The Thundering Herd Problem

[+] cortesoft|2 years ago|reply

As someone who has worked on very large networks for 15 years, the author left out some important bits about using caching with thundering herd problems.

You really need to make sure that your cache settings will not generate a ton of requests to the origin when new content is requested.

If you have a bunch of clients that are going to request content at nearly the exact same time (this happens a lot with live video streaming, but can also happen when your clients are configured to download something as soon as it becomes available, or on a schedule, etc), you need to make sure your caches are set up so that the second request will wait for the first request to fill from origin rather than send its own cache fill request. Ideally, if 1000 clients all request the same content from your cache, only ONE request should go back to the origin, and the other 999 should wait and used the content retrieved by the first request. Otherwise, your cache isn't going to do anything since every request is going to require pulling from origin anyway.

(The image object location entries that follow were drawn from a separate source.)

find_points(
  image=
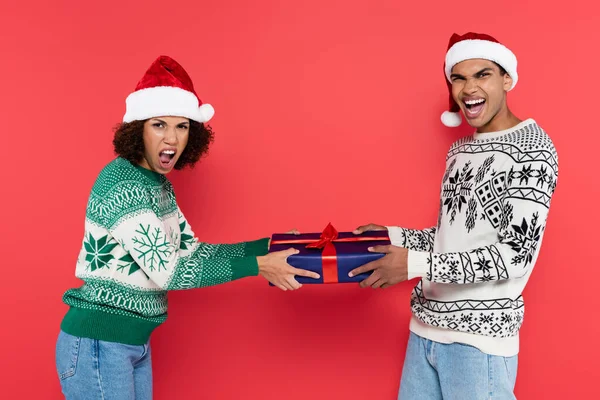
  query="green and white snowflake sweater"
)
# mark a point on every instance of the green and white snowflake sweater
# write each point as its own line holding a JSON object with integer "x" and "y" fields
{"x": 137, "y": 246}
{"x": 475, "y": 263}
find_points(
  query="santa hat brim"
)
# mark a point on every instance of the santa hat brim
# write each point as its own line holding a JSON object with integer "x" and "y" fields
{"x": 162, "y": 101}
{"x": 475, "y": 48}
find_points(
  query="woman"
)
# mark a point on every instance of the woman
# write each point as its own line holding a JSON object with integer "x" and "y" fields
{"x": 138, "y": 245}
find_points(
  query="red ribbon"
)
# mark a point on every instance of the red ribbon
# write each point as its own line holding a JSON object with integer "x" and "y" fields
{"x": 329, "y": 255}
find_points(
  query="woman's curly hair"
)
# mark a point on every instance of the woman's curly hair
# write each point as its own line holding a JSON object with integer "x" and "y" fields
{"x": 129, "y": 142}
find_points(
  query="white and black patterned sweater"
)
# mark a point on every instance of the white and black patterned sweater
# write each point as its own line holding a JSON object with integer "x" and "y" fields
{"x": 475, "y": 263}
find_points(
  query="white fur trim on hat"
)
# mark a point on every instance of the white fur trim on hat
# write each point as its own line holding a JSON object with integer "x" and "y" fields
{"x": 451, "y": 119}
{"x": 165, "y": 101}
{"x": 476, "y": 48}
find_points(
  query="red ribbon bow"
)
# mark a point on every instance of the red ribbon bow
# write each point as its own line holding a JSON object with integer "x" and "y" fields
{"x": 329, "y": 255}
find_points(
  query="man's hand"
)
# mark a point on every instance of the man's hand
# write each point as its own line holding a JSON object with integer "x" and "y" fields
{"x": 369, "y": 227}
{"x": 274, "y": 268}
{"x": 388, "y": 270}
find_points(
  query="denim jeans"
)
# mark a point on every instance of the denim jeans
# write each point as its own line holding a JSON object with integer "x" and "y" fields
{"x": 90, "y": 369}
{"x": 455, "y": 372}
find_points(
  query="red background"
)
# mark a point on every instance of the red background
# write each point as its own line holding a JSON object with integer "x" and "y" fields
{"x": 325, "y": 111}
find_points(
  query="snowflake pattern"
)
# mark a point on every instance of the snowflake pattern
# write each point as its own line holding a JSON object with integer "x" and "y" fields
{"x": 98, "y": 252}
{"x": 499, "y": 318}
{"x": 127, "y": 263}
{"x": 187, "y": 241}
{"x": 153, "y": 248}
{"x": 471, "y": 214}
{"x": 524, "y": 239}
{"x": 515, "y": 178}
{"x": 484, "y": 168}
{"x": 457, "y": 190}
{"x": 418, "y": 240}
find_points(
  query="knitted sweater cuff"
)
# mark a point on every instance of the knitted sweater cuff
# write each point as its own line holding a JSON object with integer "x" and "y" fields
{"x": 243, "y": 267}
{"x": 418, "y": 264}
{"x": 257, "y": 247}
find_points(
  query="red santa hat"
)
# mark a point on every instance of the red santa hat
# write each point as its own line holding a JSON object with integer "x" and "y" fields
{"x": 166, "y": 90}
{"x": 470, "y": 46}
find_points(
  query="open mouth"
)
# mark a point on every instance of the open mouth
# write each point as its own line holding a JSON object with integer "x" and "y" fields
{"x": 166, "y": 158}
{"x": 474, "y": 107}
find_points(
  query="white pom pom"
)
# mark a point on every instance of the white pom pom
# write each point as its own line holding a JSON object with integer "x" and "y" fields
{"x": 206, "y": 112}
{"x": 451, "y": 119}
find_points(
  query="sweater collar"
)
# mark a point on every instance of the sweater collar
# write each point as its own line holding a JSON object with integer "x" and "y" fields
{"x": 493, "y": 135}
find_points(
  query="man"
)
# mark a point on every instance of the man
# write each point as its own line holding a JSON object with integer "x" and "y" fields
{"x": 467, "y": 307}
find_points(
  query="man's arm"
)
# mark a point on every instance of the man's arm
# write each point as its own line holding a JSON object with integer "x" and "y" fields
{"x": 414, "y": 239}
{"x": 512, "y": 256}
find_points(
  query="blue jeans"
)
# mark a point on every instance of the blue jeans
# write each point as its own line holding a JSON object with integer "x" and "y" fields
{"x": 91, "y": 369}
{"x": 455, "y": 371}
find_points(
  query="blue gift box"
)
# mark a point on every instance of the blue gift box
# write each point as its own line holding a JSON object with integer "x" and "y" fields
{"x": 331, "y": 254}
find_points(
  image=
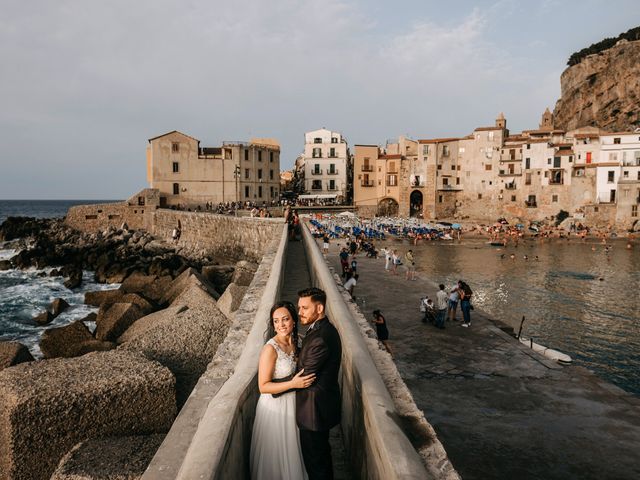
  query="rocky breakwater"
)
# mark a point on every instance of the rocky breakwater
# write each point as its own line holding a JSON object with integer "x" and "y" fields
{"x": 116, "y": 389}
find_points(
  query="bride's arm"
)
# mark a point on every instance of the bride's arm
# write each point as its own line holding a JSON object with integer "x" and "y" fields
{"x": 267, "y": 366}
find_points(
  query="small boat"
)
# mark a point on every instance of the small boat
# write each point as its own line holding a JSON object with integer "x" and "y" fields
{"x": 559, "y": 357}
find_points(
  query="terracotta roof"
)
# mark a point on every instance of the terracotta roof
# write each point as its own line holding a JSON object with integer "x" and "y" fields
{"x": 480, "y": 129}
{"x": 438, "y": 140}
{"x": 174, "y": 131}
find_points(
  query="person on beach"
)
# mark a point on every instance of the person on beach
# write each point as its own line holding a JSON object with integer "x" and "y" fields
{"x": 465, "y": 302}
{"x": 381, "y": 329}
{"x": 442, "y": 301}
{"x": 411, "y": 265}
{"x": 454, "y": 297}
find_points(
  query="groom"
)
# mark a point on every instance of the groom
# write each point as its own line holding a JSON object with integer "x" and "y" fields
{"x": 318, "y": 406}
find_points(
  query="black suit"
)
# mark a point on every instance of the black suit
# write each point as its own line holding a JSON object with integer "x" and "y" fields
{"x": 318, "y": 406}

In nginx, you do this with something like the proxy_cache_lock setting.

[+] bitexploder|2 years ago|reply

Caching is generally way harder to get right than a lot of people probably think. Having delved into building caching systems that get the behavior and needs of the system just right, it took way more effort and research than I thought it would. You start with something simple and by the time you have chased down all the edge cases and tuned the cache behavior to your situation it is often not so simple after all.

[+] omeze|2 years ago|reply

Yep, Ive found that, generally, caching logic should be a separate flow from business logic. E.g wrap your RPC logic such that an in-memory cache transparently sits in your RPC stack. This lets you implement locking on the cache in a single place, and makes it easy to do things like eager prefetching or offloading cache logic to another thread.

[+] 01HNNWZ0MV43FF|2 years ago|reply

I recall seeing that called "Request coalescing" in Faster Than Lime's article https://fasterthanli.me/articles/request-coalescing-in-async...

[+] rollcat|2 years ago|reply

Adding a little bit of random delay to any scheduled / triggered actions is always a good idea, and is usually very cheap to implement.

If you're on OpenBSD, their cron supports randomized ranges using the ~ operator (see <https://man.openbsd.org/crontab.5>). Otherwise, you can use something like 'sleep $(($RANDOM % 60)) && some-task', but beware that $RANDOM has a range of 0-65535; you won't get the full, uniform 86400s range for daily jobs.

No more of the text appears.